This issue tracker has been migrated to GitHub, and is currently read-only.
For more information, see the GitHub FAQs in the Python's Developer Guide.

classification
Title: list.sort() should do quick exit if len(list) <= 1
Type: performance Stage: patch review
Components: Interpreter Core Versions: Python 3.5
process
Status: closed Resolution: rejected
Dependencies: Superseder:
Assigned To: Nosy List: Sergey.Kirpichev, benjamin.peterson, mark.dickinson, matrixise, paul.moore, r.david.murray, rhettinger, tim.peters
Priority: normal Keywords: patch

Created on 2015-04-29 13:30 by Sergey.Kirpichev, last changed 2022-04-11 14:58 by admin. This issue is now closed.

Files
File name Uploaded Description Edit
trivial-sorting-py3.patch Sergey.Kirpichev, 2015-04-29 13:30 patch for python 3.[2-6]
0001-list.sort-Add-quick-exit-if-length-of-list-1.patch Sergey.Kirpichev, 2015-04-29 20:27 updated patch (with test) review
Messages (16)
msg242222 - (view) Author: Sergey B Kirpichev (Sergey.Kirpichev) * Date: 2015-04-29 13:30
If there is nothing to sort (i.e. one item), why call key function at all?

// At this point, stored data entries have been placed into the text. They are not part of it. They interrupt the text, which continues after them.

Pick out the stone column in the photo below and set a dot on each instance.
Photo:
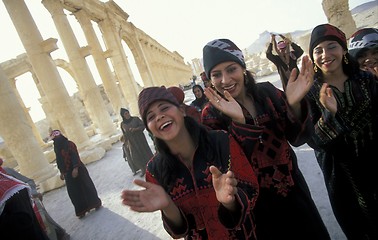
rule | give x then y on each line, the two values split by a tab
339	15
107	76
46	71
18	135
142	62
88	89
120	64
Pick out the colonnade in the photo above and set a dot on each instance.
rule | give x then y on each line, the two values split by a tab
156	65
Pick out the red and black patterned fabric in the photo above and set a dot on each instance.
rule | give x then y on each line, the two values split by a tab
345	147
192	191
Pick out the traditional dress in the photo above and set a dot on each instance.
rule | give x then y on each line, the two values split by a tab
81	190
17	216
284	208
345	146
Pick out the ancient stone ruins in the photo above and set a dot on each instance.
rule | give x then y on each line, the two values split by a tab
24	146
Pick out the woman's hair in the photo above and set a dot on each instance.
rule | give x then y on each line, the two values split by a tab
168	164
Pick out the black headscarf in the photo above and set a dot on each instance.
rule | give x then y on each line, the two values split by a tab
122	112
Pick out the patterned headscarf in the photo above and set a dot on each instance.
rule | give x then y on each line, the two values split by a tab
218	51
365	38
150	95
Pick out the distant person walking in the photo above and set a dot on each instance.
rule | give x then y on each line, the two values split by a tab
363	47
200	180
284	208
136	149
286	60
80	187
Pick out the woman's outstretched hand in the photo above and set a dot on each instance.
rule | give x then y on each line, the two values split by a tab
150	199
228	106
327	99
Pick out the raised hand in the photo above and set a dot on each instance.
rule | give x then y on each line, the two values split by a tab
228	106
298	87
150	199
327	99
225	187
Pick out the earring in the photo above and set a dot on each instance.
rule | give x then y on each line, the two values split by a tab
246	79
346	59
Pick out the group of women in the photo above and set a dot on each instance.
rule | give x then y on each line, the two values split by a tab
235	176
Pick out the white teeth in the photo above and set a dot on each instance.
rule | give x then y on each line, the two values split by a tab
165	124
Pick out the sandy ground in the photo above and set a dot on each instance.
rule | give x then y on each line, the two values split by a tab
114	221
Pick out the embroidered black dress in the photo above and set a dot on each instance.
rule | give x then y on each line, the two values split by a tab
346	150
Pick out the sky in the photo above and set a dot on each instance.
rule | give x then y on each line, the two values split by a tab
184	26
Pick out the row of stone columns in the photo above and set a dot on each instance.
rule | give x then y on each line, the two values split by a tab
20	135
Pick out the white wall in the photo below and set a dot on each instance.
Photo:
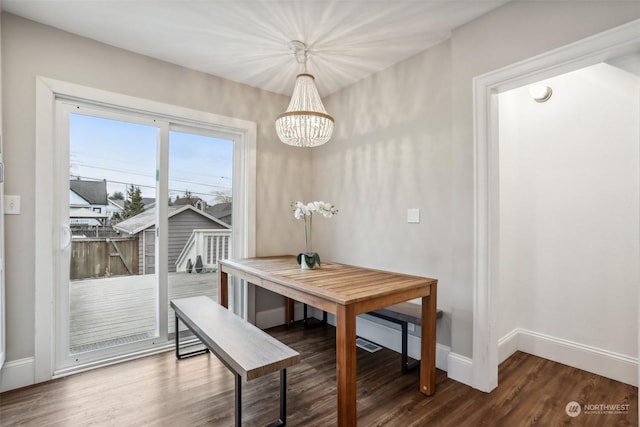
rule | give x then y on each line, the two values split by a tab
570	214
404	139
30	49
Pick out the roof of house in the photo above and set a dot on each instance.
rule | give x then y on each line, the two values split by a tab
146	219
221	211
84	213
94	192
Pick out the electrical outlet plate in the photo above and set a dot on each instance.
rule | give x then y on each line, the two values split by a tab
12	205
413	216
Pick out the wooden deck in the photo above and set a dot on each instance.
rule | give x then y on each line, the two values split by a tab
117	310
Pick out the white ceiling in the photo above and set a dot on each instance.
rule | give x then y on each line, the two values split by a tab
248	41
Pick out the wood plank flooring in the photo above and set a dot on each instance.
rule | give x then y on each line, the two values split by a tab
110	311
162	391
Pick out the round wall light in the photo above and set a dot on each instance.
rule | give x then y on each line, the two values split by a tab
540	93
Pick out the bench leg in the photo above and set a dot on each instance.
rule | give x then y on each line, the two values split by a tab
283	400
185	355
238	411
314	325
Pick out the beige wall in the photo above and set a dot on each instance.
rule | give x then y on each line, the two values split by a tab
405	140
30	49
569	210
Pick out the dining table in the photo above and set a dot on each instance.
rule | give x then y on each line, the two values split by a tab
345	291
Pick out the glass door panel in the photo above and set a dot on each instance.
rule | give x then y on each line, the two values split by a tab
112	292
200	188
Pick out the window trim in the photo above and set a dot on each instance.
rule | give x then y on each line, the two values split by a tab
50	235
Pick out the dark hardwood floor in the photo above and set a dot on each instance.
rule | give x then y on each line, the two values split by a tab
162	391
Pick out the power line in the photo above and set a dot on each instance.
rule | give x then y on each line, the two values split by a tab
150	186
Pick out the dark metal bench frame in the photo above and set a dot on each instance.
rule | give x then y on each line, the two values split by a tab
282	421
404	326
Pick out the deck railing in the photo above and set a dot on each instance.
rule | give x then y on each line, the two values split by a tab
210	245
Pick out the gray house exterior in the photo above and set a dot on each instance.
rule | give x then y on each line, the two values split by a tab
182	221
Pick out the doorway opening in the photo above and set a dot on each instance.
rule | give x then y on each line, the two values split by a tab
168	235
614	43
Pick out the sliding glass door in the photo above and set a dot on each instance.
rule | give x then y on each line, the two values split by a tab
129	177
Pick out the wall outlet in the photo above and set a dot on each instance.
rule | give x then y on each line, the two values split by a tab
413	216
12	205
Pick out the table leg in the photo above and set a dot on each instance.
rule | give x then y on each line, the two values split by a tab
428	343
288	311
223	288
346	366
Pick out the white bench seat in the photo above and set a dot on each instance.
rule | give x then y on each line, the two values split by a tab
245	349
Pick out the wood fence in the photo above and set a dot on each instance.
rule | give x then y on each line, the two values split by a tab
91	258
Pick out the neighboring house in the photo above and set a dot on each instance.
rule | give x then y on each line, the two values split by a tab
222	211
87	202
183	222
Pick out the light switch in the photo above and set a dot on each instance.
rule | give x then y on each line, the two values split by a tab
413	216
12	205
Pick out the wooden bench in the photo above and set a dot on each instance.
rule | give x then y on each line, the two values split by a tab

In my practical situation, simplest key() function will lead to recursion in case of such trivial lists.  I can make similar cmp-type function (i.e. mycmp=lambda a, b: cmp(key(a), key(b))) and then wrap this with cmp_to_key.  But that looks silly.

Simple test case:
$ cat a.py
a = [1]

def spam(x):
    raise Exception

a.sort(key=spam)
print(a)
$ python a.py 
Traceback (most recent call last):
  File "a.py", line 6, in <module>
    a.sort(key=spam)
  File "a.py", line 4, in spam
    raise Exception
Exception
msg242223 - (view) Author: Stéphane Wirtel (matrixise) * (Python committer) Date: 2015-04-29 13:47
The patch is ok for me,
msg242226 - (view) Author: Sergey B Kirpichev (Sergey.Kirpichev) * Date: 2015-04-29 14:23
should I add a regression test?

If so, where?  ./Lib/test/test_sort.py?
msg242227 - (view) Author: Stéphane Wirtel (matrixise) * (Python committer) Date: 2015-04-29 14:31
Yep, add a regression test.
msg242228 - (view) Author: Benjamin Peterson (benjamin.peterson) * (Python committer) Date: 2015-04-29 14:32
Why does your key function depend on the size of the list? That seems like the root of the problem. Considering calling the key function is observable behavior, I don't think this should be changed. The patch makes behavior list.sort() inconsistent.
msg242230 - (view) Author: Raymond Hettinger (rhettinger) * (Python committer) Date: 2015-04-29 14:54
FWIW, I don't think this is worth special casing.
msg242231 - (view) Author: Mark Dickinson (mark.dickinson) * (Python committer) Date: 2015-04-29 14:55
> Considering calling the key function is observable behavior, I don't think this should be changed.

+1
msg242232 - (view) Author: Sergey B Kirpichev (Sergey.Kirpichev) * Date: 2015-04-29 15:03
On Wed, Apr 29, 2015 at 02:32:34PM +0000, Benjamin Peterson wrote:
> Why does your key function depend on the size of the list?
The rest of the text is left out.